What's new about using shareholder funds to invest in a growing market? PPH is valued much lower than XRO on most (if not all) measures and in actual fact, I do not use XRO as a reference but place that in a different class of over-excitement while PPH has achieved positive NPAT so much earlier than XRO. However, what about PLX? It is valued as much or more but its revenue is no where near as high or as widespread (and hence not so resilient, even with McDonalds involved).
If you want a low growth, high dividend yield but "safe" investment then can I suggest the electricity generator/retailers? The only thing ramping up their share prices at present is the cut in the OCR by the RBNZ. Notwithstanding, PPH will also gain value from the decline in the exchange rate that we can now expect, because most of its revenues are gained from overseas.
PPH grew its revenue at 40% last year and is predicting 26% for the forthcoming year. Their operating margin increased last year from 55 to 60% and is expected to grow to 63%+ this coming year. I am not too concerned about debating whether tax credits are in or out of the profit declaration but would rather look at the expected growth and whether the company is controlling its expenditure in achieving that growth. Fact is that this company has not only grown its revenue in a dramatic fashion but it is now either NPAT positive or close to it, depending on whether you are prepared to accept the audited financial results or not.

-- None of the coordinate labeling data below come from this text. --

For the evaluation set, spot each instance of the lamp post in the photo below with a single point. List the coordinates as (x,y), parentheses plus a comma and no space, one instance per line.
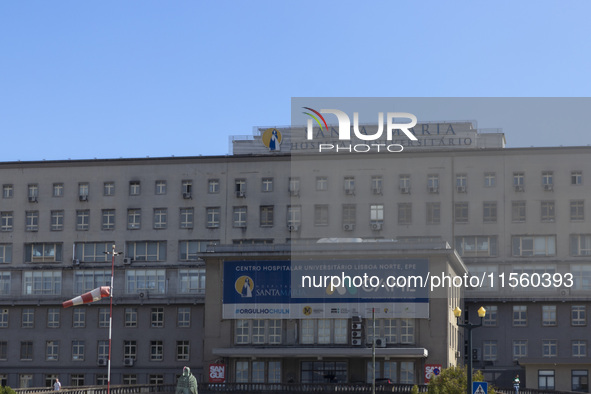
(469,327)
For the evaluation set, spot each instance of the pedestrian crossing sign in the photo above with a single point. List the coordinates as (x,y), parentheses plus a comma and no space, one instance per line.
(479,388)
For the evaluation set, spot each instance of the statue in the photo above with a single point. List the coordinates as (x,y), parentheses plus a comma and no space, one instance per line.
(187,383)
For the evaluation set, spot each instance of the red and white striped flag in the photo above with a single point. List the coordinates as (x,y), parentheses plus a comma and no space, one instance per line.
(91,296)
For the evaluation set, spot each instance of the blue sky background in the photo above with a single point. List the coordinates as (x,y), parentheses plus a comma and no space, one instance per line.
(107,79)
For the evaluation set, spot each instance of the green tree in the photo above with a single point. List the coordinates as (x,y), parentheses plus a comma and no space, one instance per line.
(454,380)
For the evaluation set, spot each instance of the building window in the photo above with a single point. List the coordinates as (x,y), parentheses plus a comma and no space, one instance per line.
(144,281)
(580,245)
(267,185)
(548,213)
(157,317)
(32,221)
(134,219)
(519,181)
(82,220)
(404,213)
(576,177)
(160,218)
(79,318)
(130,317)
(52,350)
(156,351)
(580,380)
(109,188)
(578,315)
(490,179)
(108,222)
(519,315)
(489,350)
(534,245)
(213,216)
(192,281)
(461,183)
(78,350)
(103,317)
(294,186)
(433,183)
(461,212)
(349,216)
(58,189)
(549,347)
(577,210)
(321,215)
(183,317)
(349,185)
(549,315)
(239,217)
(6,221)
(187,218)
(266,216)
(53,318)
(5,255)
(489,212)
(321,183)
(160,187)
(518,211)
(182,350)
(27,351)
(240,187)
(134,188)
(130,350)
(57,220)
(579,348)
(519,348)
(548,180)
(28,318)
(43,253)
(7,191)
(213,186)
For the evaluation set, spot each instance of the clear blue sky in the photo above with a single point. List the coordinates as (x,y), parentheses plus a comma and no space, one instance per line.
(86,79)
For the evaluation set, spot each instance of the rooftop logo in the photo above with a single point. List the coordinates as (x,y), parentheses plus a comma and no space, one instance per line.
(344,131)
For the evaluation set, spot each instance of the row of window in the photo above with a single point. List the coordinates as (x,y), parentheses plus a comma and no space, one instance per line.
(322,331)
(49,282)
(79,350)
(267,185)
(79,317)
(578,316)
(520,348)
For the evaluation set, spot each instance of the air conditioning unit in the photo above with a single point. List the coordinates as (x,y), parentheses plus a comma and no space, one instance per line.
(376,226)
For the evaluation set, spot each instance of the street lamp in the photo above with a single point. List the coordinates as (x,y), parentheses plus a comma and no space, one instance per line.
(469,327)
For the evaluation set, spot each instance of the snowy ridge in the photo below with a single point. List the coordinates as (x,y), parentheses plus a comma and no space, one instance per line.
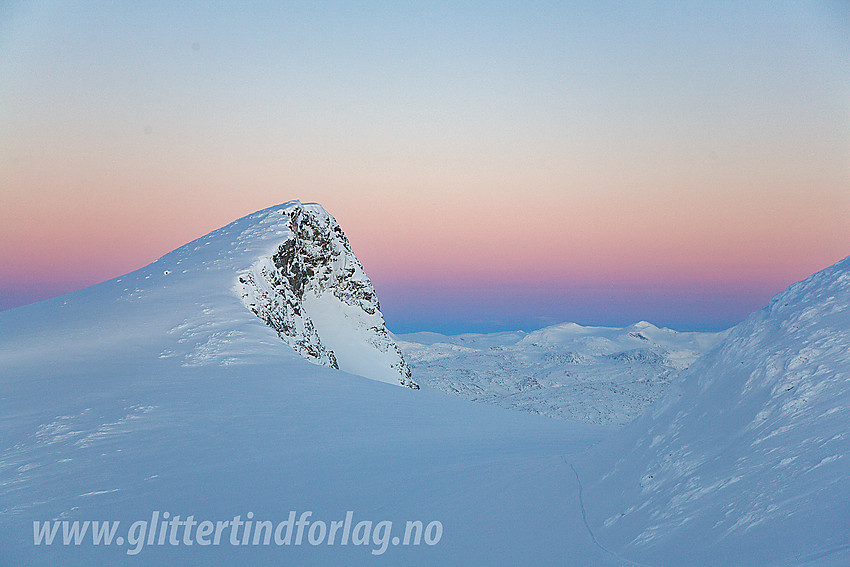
(604,375)
(747,455)
(312,290)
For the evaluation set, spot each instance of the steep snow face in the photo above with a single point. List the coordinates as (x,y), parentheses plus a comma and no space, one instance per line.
(747,457)
(312,290)
(604,375)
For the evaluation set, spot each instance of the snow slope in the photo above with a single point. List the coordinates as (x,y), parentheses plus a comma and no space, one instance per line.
(748,457)
(602,375)
(160,391)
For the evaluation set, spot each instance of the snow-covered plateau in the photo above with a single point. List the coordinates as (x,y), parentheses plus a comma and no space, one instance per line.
(599,375)
(249,375)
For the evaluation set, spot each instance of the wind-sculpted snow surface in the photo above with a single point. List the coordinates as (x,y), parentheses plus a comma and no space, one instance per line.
(159,391)
(313,292)
(747,458)
(601,375)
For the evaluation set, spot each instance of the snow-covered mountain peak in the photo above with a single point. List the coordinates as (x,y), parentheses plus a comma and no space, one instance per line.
(312,290)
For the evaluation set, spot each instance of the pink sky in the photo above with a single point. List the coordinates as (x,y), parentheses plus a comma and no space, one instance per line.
(593,161)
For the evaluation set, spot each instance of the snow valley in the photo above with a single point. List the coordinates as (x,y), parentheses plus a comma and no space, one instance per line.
(248,378)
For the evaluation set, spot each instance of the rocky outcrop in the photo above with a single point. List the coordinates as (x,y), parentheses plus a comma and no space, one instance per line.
(313,292)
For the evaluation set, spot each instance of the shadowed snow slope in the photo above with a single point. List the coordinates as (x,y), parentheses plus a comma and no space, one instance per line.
(747,458)
(160,391)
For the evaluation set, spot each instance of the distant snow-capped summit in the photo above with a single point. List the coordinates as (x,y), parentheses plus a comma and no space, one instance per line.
(747,455)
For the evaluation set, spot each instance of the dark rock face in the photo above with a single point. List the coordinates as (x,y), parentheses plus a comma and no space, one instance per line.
(313,263)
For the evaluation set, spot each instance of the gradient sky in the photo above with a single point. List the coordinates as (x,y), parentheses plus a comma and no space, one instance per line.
(494,165)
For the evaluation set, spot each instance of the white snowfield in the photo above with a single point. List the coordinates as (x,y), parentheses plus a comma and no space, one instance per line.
(747,459)
(601,375)
(163,390)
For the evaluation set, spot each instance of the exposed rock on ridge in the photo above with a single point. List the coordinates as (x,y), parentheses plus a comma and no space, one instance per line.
(313,292)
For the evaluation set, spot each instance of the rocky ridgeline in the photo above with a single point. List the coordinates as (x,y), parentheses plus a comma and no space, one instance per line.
(315,265)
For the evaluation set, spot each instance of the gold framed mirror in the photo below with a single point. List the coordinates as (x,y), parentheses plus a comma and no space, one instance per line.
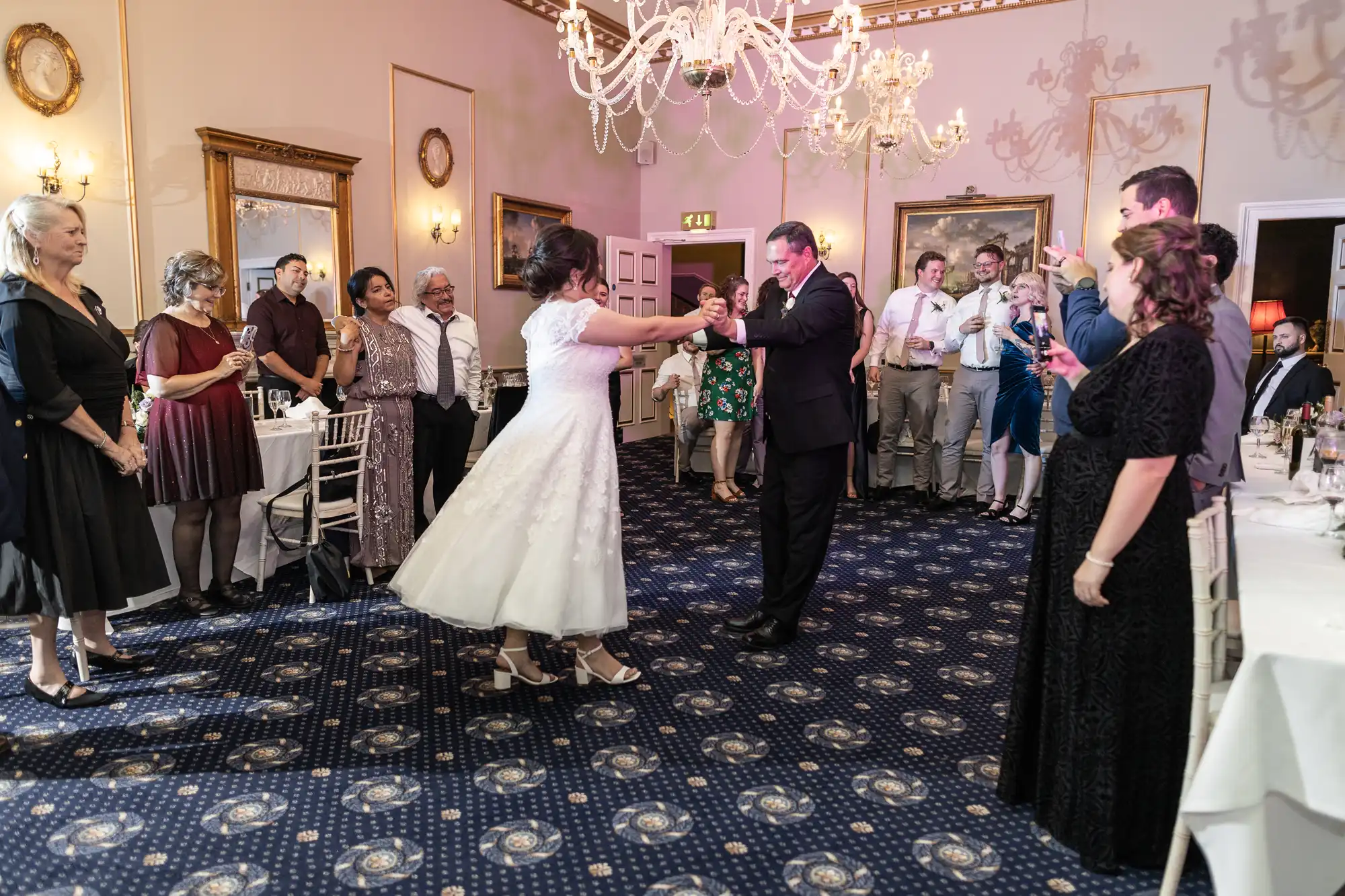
(266,200)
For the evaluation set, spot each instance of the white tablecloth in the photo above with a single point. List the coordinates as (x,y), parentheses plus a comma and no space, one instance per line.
(1268,803)
(286,455)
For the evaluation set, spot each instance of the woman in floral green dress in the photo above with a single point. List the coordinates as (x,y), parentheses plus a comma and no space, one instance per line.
(730,389)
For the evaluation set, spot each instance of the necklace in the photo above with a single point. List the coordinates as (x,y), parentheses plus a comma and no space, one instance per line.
(208,329)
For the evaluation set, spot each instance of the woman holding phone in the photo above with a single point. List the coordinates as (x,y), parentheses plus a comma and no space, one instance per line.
(201,444)
(1016,423)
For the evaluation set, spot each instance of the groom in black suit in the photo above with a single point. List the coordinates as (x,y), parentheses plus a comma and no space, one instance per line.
(808,329)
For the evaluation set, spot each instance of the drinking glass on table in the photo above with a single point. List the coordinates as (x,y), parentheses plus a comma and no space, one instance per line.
(1331,486)
(1260,427)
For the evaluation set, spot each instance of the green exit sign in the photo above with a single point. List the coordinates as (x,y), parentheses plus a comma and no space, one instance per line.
(697,221)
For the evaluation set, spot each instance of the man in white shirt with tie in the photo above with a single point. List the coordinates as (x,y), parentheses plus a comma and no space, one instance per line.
(681,374)
(449,388)
(972,330)
(905,361)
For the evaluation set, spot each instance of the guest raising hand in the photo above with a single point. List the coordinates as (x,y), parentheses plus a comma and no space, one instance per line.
(1097,736)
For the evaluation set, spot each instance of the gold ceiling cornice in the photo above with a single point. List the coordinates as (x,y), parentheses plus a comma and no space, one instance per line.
(813,26)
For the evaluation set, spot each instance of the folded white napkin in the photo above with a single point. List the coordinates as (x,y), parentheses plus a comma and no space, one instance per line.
(307,408)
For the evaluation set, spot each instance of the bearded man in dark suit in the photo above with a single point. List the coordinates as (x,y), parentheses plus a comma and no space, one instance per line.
(808,330)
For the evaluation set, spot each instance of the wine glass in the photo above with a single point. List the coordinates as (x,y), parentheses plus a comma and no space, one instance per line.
(286,401)
(1330,446)
(1260,427)
(1331,485)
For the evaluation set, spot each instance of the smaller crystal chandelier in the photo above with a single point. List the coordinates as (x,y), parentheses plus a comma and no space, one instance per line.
(891,81)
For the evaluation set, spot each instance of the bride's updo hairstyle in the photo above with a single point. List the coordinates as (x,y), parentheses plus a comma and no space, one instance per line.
(559,251)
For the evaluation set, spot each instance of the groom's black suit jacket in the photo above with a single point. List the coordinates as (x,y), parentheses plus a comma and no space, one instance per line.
(808,362)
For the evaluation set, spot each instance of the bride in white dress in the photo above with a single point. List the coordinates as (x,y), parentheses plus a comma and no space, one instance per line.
(532,538)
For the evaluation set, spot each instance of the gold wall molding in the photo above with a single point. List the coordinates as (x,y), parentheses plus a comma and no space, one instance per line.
(471,154)
(813,26)
(131,165)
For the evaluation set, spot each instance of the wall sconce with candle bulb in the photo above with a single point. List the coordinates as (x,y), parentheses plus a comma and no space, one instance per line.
(455,222)
(49,171)
(825,245)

Of course, this is not a company to make the most significant one in your portfolio. It is still a speculative company but is becoming less so as time goes on. However, it is one that shows real kiwi entrepeneurial success on an international market. For it to succeed in the US market, as it is doing, is a real success story.
To date, I have gained 106% on my investment, first made in 2016. I am happy to retain my level of investment since the stock continues to maintain its momentum and the company that I first invested in is a more secure company now. Even the latest announcement of management and Board changes is positive because it shows a Board and main shareholders that think about the future in a realistic manner and are prepared to adapt as the company and its market prospects grow.
PPH has seriously considered establishing a US listing in the recent past but has turned away from that to pursue its future as funded by NZ and AUS investors. Proud as I am as a kiwi, I think it is very likely that PPH will either be bought out by a larger US company or will itself migrate to become a US company. We have seen that happen in the past with successful tech companies with overseas customers that need to keep growing to increase their customer base.
Please keep questioning the results. Those of use who are invested need other opinions to make sure that our spectacles have not become rose tinted.